La Leopolda e la macchina fotografica

Oh, la Leopolda! Quantai inadeguatezza e presunzione, rifinita con una pennellata di protagonismo!

Questo palcoscenico in stile finto-operaio che ha accolto un Renzi che ha rivendicato la modernità per sé e per i suoi, e ha riempito di metafore tecnologiche il suo discorso. Vivere con una legge datata, secondo lui, è come mettere il gettone telefonico nell’IPhone, come mettere il rullino nella macchina fotografica digitale.
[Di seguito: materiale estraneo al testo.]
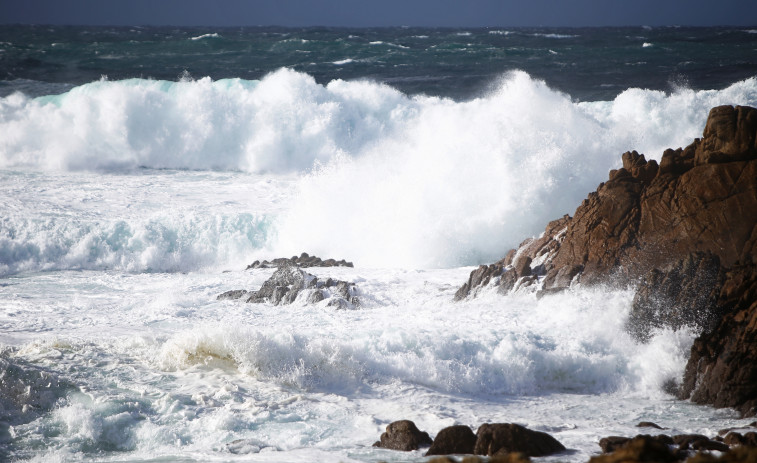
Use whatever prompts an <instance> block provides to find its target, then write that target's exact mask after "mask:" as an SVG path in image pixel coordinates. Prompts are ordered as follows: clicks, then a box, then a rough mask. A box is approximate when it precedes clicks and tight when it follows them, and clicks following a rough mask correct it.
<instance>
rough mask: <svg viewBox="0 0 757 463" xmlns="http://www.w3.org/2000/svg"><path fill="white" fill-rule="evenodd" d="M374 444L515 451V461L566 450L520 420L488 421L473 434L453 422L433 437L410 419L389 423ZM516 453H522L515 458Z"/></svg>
mask: <svg viewBox="0 0 757 463" xmlns="http://www.w3.org/2000/svg"><path fill="white" fill-rule="evenodd" d="M373 446H374V447H381V448H387V449H393V450H405V451H410V450H418V448H419V447H423V446H431V447H430V448H429V450H428V452H427V453H426V456H430V455H451V454H476V455H485V456H490V457H491V456H500V457H502V456H507V455H513V458H512V459H513V460H514V461H523V460H526V461H527V458H525V457H532V456H533V457H538V456H546V455H552V454H554V453H558V452H562V451H563V450H565V447H564V446H563V445H562V444H561V443H560V442H558V441H557V439H555V438H554V437H552V436H550V435H549V434H547V433H544V432H539V431H533V430H531V429H528V428H525V427H523V426H520V425H518V424H512V423H494V424H489V423H486V424H482V425H481V426H479V428H478V432H477V433H476V434H473V431H472V430H471V429H470V428H469V427H468V426H461V425H457V426H450V427H447V428H444V429H442V430H441V431H439V434H437V436H436V439H433V441H432V439H431V438H430V437H429V435H428V433H426V432H422V431H419V430H418V428H417V427H416V426H415V423H413V422H412V421H409V420H400V421H394V422H392V423H390V424H389V425H388V426H387V427H386V432H384V433H383V434H381V440H379V441H378V442H376V443H374V444H373ZM515 455H520V456H519V457H517V458H516V457H515Z"/></svg>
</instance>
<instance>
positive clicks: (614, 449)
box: [589, 436, 682, 463]
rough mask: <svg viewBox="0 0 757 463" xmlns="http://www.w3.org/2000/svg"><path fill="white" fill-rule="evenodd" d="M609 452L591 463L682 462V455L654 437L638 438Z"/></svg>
mask: <svg viewBox="0 0 757 463" xmlns="http://www.w3.org/2000/svg"><path fill="white" fill-rule="evenodd" d="M603 440H604V439H603ZM600 442H601V441H600ZM602 449H603V450H604V449H605V447H602ZM607 452H609V453H605V454H603V455H600V456H596V457H592V458H591V459H590V460H589V463H620V462H637V461H649V462H661V463H672V462H674V461H680V460H682V458H681V455H680V454H678V453H677V452H674V451H673V450H671V448H670V447H669V446H668V445H667V444H665V443H663V442H661V441H660V440H659V439H656V438H654V437H652V436H636V437H634V438H633V439H628V440H627V441H626V442H624V443H623V444H620V445H618V446H617V447H615V446H613V447H610V448H609V450H608V451H607Z"/></svg>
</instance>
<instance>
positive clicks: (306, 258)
mask: <svg viewBox="0 0 757 463" xmlns="http://www.w3.org/2000/svg"><path fill="white" fill-rule="evenodd" d="M285 265H296V266H298V267H300V268H308V267H354V265H353V264H352V262H347V261H345V260H344V259H342V260H335V259H326V260H323V259H321V258H320V257H316V256H311V255H308V253H306V252H303V253H302V254H301V255H300V257H297V256H292V257H290V258H289V259H287V258H286V257H280V258H278V259H273V260H272V261H267V260H264V261H262V262H261V261H259V260H256V261H255V262H253V263H251V264H250V265H248V266H247V268H246V269H245V270H250V269H256V268H278V267H282V266H285Z"/></svg>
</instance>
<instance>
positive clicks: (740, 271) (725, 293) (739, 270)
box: [679, 265, 757, 416]
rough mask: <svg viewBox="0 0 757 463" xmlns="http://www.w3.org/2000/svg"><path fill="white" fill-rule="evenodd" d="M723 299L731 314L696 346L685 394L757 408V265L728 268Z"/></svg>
mask: <svg viewBox="0 0 757 463" xmlns="http://www.w3.org/2000/svg"><path fill="white" fill-rule="evenodd" d="M725 278H726V280H725V283H724V284H723V286H722V287H721V291H720V294H719V298H718V305H719V306H720V307H721V310H722V311H723V312H724V313H725V315H724V316H723V317H722V318H721V319H720V321H719V323H718V324H717V326H716V327H715V329H714V330H712V332H708V333H703V334H702V335H701V336H700V337H698V338H697V339H696V340H695V341H694V344H693V346H692V347H691V356H690V357H689V361H688V363H687V364H686V371H685V373H684V377H683V384H682V386H681V389H680V392H679V397H680V398H682V399H691V400H692V401H693V402H695V403H700V404H711V405H714V406H716V407H733V408H736V409H737V410H739V411H740V412H741V413H742V414H744V415H745V416H754V415H755V414H756V413H757V387H755V385H757V266H755V265H739V266H737V267H736V268H734V269H733V270H731V271H729V272H727V273H726V277H725Z"/></svg>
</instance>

La prima metafora non sta in piedi. Il gettone si metteva in un telefono pubblico (perché allora, quando eravamo scemi e poco moderni, i telefoni pubblici esistevano, e chiunque aveva accesso alla comunicazione, l’Iphone costa una barca di quattrini e ce l’ha chi se lo può permettere), il cellulare è un bene personale, come lo era il telefono di casa, quello grigio che ci si mettevano i diti nei buchi e si girava una decina di volte per fare il numero. E il gettone in quel telefono lì non lo mettevi, esisteva già la bolletta.

Poi c’è il paragone della macchina fotografica digitale a fronte di quella che utilizzava ancora la pellicola. E se la modernità del PD è quella paragonata alle macchine fotografiche digitali, al selfie e a quant’altro, c’è da avere paura. Io ho delle foto fatte addirittura con le lastre, non solo con la pellicola. Sono le foto del mi’ nonno Armando e della mi’ nonna Angiolina, quando si sposarono o quando erano ancora fidanzati. Posso vederle ancora. Sono stampate su carta, e sono arrivate fino a me dagli anni 20 del secolo scorso ad oggi. 90 anni. Se scatto una foto con il mio cellulare o con la macchina fotografica digitale sono sicuro che il file .jpg che ne deriva potrò ugualmente vederlo tra 90 anni?? Che tradotto in politichese significa che una legge, lungi dall’essere quel monolite immutabile che tutti i mmaginano, deve essere proiettata verso il futuro, e se una legge funziona, funziona e basta.

Il digitale è la nuova imbarazzante metafora di questo governo. Poi succede qualcosa al supporto magnetico e le fotografie si cancellano. Oppure non sono più accessibili. Una secchiata d’acqua diaccia in capo le ripristinerà.